According to the Travis County clerk's office, Judge David Wahlberg signed a state court order Thursday, commanding Travis County Clerk Dana Debeauvoir to "cease and desist relying on the unconstitutional Texas prohibitions against same-sex marriage as a basis for not issuing a marriage license specifically to Plaintiffs Sarah Goodfriend and Suzanne Bryant" because Goodfriend has ovarian cancer.

The Texas Supreme Court issued an emergency order blocking gay couples from obtaining marriage licenses after the couple wed Thursday.

"The same-sex marriage license issued by the Travis County Clerk is void, just as any license issued in violation of state law would be."

"When you get out of chemotherapy, I think all of us wonder if the cancer grows back along with our hair growing back," Goodfriend said. "This really is very, very meaningful to our family to have the kind of ability to make personal decisions, health decisions and financial decisions as a family going forward."

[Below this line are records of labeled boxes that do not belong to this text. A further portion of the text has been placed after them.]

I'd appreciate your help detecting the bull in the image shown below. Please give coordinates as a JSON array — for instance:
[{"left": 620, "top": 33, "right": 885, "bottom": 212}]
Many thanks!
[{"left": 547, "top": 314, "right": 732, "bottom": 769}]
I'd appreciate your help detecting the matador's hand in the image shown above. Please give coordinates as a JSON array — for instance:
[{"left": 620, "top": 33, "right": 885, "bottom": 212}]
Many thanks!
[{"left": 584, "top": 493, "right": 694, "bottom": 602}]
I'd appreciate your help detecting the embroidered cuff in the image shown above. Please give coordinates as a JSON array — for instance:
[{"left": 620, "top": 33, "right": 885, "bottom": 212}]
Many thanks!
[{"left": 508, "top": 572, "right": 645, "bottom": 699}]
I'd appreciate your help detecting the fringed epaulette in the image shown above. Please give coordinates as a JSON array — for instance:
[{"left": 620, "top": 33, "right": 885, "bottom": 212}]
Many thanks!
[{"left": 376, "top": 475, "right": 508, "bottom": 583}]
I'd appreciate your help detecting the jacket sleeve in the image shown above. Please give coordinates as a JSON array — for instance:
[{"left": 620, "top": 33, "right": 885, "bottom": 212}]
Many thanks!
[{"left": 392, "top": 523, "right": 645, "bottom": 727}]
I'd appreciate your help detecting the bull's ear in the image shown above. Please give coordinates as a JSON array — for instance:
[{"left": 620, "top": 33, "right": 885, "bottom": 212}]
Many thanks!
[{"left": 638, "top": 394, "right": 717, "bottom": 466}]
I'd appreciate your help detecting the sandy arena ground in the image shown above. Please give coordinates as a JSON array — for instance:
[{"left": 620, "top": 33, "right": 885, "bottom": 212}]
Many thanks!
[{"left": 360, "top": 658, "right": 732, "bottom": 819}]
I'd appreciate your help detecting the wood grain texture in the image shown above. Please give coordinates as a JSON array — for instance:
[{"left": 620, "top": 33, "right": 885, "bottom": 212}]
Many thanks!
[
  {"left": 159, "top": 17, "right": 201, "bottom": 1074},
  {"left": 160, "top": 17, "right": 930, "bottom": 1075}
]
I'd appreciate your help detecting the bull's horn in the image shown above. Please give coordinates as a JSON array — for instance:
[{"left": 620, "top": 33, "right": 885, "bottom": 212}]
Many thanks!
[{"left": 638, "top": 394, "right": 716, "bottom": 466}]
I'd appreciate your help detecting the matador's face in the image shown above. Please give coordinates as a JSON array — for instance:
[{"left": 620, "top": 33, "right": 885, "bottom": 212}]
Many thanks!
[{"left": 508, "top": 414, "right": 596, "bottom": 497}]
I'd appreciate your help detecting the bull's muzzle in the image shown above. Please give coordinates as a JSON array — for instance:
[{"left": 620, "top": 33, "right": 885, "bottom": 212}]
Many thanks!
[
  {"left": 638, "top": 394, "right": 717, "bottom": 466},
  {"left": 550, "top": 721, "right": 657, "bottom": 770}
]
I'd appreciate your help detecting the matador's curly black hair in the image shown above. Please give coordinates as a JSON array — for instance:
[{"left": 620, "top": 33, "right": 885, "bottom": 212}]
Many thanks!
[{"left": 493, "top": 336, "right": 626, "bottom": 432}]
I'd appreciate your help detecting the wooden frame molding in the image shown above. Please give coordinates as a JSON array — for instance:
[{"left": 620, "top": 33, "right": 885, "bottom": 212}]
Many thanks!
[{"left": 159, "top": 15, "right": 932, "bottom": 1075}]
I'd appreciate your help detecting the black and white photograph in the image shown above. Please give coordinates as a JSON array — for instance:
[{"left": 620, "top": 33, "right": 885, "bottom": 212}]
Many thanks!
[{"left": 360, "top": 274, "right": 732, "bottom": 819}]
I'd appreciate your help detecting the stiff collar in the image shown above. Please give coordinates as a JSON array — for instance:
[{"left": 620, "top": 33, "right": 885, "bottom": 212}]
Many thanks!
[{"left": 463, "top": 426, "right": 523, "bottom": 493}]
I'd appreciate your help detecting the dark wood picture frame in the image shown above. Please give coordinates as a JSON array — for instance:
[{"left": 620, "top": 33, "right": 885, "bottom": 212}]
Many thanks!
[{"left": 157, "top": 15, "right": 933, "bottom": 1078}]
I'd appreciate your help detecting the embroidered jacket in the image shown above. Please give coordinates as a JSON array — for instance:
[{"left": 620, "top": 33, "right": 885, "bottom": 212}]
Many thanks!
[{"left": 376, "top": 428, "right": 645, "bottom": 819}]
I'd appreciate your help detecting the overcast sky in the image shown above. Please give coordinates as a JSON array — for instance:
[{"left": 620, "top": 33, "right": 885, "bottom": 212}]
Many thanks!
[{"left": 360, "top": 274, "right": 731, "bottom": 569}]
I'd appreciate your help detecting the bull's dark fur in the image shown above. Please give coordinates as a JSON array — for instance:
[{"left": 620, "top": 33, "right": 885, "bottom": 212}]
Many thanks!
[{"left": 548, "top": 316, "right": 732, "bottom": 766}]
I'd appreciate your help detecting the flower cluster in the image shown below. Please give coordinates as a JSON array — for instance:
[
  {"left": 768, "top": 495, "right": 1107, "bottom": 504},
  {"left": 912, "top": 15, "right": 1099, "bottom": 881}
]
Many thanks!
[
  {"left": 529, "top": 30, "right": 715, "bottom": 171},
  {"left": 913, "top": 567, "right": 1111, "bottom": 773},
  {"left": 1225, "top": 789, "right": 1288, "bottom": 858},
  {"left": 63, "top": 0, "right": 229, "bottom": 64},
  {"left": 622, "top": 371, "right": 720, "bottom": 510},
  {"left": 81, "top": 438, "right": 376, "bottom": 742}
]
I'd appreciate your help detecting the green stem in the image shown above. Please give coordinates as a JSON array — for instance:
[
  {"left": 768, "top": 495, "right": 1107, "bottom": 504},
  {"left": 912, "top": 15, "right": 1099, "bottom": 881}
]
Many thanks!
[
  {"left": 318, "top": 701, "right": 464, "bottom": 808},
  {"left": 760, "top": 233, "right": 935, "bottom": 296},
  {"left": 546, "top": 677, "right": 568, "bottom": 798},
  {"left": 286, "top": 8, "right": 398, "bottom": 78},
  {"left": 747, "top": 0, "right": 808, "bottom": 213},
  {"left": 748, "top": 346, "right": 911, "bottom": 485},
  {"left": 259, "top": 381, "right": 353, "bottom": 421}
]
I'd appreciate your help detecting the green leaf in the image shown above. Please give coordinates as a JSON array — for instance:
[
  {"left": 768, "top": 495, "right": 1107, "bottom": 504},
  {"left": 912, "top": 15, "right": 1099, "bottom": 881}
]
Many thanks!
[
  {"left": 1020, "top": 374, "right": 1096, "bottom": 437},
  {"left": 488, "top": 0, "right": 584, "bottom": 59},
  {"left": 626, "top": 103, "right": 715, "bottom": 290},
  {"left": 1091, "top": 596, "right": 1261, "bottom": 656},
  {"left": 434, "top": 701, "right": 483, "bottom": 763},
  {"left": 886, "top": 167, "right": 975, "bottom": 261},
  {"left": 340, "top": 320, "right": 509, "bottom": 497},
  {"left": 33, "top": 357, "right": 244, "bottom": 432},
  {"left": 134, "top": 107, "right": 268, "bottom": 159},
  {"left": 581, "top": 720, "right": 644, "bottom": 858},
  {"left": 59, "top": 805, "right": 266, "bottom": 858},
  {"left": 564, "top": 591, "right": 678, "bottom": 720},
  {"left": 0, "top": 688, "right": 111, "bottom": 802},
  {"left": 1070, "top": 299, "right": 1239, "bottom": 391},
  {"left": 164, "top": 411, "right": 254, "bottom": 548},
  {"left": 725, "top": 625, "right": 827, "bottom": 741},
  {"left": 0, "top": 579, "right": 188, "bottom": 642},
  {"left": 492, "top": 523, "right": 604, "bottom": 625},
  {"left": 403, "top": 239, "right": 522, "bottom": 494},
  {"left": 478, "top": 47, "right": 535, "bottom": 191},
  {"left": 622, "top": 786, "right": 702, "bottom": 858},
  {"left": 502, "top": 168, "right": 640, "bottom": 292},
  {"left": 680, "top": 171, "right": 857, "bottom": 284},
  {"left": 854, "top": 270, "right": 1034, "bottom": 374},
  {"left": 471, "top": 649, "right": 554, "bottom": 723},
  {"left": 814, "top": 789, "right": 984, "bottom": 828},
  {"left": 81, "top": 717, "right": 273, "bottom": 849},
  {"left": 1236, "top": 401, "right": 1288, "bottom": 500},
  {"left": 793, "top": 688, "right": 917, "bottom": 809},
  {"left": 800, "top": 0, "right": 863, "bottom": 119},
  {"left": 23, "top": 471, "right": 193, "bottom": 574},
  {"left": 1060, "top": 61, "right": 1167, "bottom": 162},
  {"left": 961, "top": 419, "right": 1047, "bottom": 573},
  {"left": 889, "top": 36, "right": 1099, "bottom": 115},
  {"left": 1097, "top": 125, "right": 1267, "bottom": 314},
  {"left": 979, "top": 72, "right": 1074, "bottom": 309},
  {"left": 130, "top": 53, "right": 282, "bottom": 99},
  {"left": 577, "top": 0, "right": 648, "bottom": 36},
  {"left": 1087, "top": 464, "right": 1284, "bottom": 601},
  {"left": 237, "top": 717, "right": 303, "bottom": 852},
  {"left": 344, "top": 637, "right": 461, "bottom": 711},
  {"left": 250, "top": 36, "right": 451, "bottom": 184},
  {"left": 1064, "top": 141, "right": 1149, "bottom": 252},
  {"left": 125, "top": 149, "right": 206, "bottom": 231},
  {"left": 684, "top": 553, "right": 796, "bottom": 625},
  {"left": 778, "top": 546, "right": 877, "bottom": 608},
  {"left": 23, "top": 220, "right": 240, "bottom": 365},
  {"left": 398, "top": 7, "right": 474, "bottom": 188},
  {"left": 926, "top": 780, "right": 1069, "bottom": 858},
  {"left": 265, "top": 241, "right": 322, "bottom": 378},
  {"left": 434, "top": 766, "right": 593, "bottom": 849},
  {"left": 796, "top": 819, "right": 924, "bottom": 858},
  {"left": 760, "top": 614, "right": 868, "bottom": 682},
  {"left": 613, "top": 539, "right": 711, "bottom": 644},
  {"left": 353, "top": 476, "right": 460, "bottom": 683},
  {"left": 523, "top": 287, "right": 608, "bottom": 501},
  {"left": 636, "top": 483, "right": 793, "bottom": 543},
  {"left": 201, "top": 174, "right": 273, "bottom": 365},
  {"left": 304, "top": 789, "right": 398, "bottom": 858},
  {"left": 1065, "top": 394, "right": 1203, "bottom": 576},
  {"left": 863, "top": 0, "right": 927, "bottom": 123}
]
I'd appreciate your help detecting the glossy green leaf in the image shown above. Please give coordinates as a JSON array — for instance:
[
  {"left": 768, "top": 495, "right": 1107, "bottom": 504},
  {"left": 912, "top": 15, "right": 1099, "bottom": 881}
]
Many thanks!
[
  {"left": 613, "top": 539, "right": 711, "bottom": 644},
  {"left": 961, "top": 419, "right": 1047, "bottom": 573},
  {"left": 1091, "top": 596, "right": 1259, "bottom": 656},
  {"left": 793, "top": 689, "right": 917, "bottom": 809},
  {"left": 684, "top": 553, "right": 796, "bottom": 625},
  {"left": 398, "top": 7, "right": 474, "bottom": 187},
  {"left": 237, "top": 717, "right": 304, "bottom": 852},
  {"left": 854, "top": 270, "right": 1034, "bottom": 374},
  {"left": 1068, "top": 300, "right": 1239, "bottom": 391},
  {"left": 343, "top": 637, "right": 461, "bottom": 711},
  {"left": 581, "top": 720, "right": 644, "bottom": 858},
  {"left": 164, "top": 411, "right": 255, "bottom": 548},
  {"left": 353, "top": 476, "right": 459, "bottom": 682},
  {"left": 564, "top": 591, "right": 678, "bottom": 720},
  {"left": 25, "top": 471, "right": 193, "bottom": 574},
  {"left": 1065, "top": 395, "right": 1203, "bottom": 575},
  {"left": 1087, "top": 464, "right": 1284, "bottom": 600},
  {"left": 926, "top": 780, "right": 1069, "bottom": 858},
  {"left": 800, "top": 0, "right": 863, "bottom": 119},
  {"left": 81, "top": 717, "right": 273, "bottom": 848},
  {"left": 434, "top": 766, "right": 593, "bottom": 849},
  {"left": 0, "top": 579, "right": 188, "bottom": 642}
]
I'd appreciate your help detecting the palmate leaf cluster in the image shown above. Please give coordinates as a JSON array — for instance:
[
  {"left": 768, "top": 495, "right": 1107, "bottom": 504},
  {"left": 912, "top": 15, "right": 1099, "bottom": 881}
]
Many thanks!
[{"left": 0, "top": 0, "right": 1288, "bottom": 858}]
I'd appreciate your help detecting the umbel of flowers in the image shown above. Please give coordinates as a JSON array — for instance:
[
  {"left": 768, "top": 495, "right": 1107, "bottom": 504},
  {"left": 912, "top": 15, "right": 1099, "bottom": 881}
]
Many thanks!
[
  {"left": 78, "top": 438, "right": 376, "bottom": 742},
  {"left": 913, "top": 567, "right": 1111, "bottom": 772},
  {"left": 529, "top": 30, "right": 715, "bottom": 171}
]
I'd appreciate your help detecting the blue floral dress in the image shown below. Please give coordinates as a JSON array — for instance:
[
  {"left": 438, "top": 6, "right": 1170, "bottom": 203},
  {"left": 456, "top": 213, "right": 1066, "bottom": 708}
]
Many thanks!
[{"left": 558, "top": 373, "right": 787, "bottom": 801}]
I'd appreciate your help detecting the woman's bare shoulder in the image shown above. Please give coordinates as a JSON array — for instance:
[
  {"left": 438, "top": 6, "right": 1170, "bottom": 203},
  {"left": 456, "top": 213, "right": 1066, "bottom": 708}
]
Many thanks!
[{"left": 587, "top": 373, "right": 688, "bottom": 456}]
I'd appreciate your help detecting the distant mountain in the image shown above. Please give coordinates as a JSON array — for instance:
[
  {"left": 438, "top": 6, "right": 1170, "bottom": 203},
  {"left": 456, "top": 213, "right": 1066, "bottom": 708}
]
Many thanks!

The clerk's office stressed that the order applies only to this specific couple, and any additional licenses issued to same-sex couples in Texas must also be court-ordered.

Texas' decade-old, voter-approved ban on gay marriage was declared unconstitutional in federal court last year, but the judge stayed the ruling to allow the state to appeal. An appeal is currently pending before the 5th U.S. Circuit Court of Appeals.

Courts made a similar exception in April for a lesbian couple in Indiana because one of the women was dying of cancer and wanted her partner's name on her death certificate. A federal appeals court overturned Indiana's ban in September.

The U.S. Supreme Court is expected to determine later this year whether gay marriage bans nationwide are unconstitutional. The legal tide has in recent years swung sharply in favor of gay marriage, which has rapidly gained acceptance, according to polls.